Le débat fait rage cette semaine à Toronto, même si personne n'ose vraiment en parler avec le principal intéressé.

Le règne de Roger Federer est-il terminé? Le vainqueur de 16 tournois du Grand Chelem pourra-t-il jamais en remporter un autre? Gagnera-t-il même un autre tournoi?

On devine que les réponses à ces questions varient beaucoup selon qu'on soit un admirateur inconditionnel du Suisse ou qu'on préfère Rafael Nadal et les autres prétendants à sa couronne. Il est aussi évident que la grande classe de Federer teinte les jugements de plusieurs, personne n'osant le dénigrer trop ouvertement.

Il faut toutefois se rendre à l'évidence: Federer connaît présentement sa moins bonne saison depuis 2003, l'année de sa première victoire à Wimbledon. Et à moins qu'il ne remporte l'Omnium des États-Unis dans un mois, il terminera la saison à son plus mauvais rang (3e) depuis 2002.

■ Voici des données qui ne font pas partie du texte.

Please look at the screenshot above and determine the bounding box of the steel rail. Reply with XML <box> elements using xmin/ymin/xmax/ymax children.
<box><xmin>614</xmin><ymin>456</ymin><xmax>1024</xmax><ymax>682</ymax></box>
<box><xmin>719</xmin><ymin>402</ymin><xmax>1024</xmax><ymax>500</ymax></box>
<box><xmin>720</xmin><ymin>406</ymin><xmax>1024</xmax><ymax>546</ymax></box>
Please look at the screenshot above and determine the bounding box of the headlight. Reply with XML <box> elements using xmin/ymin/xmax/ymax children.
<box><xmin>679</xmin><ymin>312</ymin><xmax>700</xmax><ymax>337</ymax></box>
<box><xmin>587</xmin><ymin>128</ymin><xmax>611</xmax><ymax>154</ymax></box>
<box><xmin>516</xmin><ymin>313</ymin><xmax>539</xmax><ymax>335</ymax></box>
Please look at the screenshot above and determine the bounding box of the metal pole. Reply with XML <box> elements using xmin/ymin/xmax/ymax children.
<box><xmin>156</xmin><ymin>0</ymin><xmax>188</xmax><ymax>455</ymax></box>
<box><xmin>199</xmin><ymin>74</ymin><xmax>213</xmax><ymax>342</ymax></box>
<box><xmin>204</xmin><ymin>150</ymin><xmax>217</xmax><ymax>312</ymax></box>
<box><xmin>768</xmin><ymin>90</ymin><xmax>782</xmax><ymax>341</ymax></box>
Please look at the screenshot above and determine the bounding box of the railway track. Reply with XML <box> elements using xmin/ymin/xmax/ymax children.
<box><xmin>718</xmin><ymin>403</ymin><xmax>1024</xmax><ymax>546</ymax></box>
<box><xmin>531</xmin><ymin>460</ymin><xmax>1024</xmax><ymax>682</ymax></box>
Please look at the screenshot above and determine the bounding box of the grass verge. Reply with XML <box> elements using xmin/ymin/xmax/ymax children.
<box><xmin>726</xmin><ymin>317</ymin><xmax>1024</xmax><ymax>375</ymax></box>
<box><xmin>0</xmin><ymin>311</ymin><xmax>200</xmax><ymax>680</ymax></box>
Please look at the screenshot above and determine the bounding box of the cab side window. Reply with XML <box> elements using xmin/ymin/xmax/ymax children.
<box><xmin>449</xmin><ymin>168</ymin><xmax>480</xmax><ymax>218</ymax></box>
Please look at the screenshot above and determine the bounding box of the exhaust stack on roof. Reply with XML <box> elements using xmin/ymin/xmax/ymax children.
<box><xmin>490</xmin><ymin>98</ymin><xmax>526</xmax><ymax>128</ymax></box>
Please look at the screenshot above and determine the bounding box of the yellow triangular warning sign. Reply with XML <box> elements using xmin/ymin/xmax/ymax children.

Après une saison 2009 de rêve, ponctuée notamment par un premier titre à Roland-Garros, Federer n'a remporté qu'un titre cette saison, son 16e majeur, en janvier en Australie. Depuis, il n'a atteint que deux finales et s'est incliné nettement devant le Tchèque Thomas Berdych sur son gazon à Wimbledon.

Federer n'a aucun doute

Le déclin semble évident, mais est-il irréversible?

Federer n'a aucun doute. «Je n'ai pas connu la saison que j'aurais voulu, c'est vrai, a-t-il déclaré hier en conférence de presse. Ne pas défendre mes titres à Roland-Garros et à Wimbledon m'a attristé, mais Soderling et Berdych ont bien joué et, moi, je n'étais pas au top physiquement.»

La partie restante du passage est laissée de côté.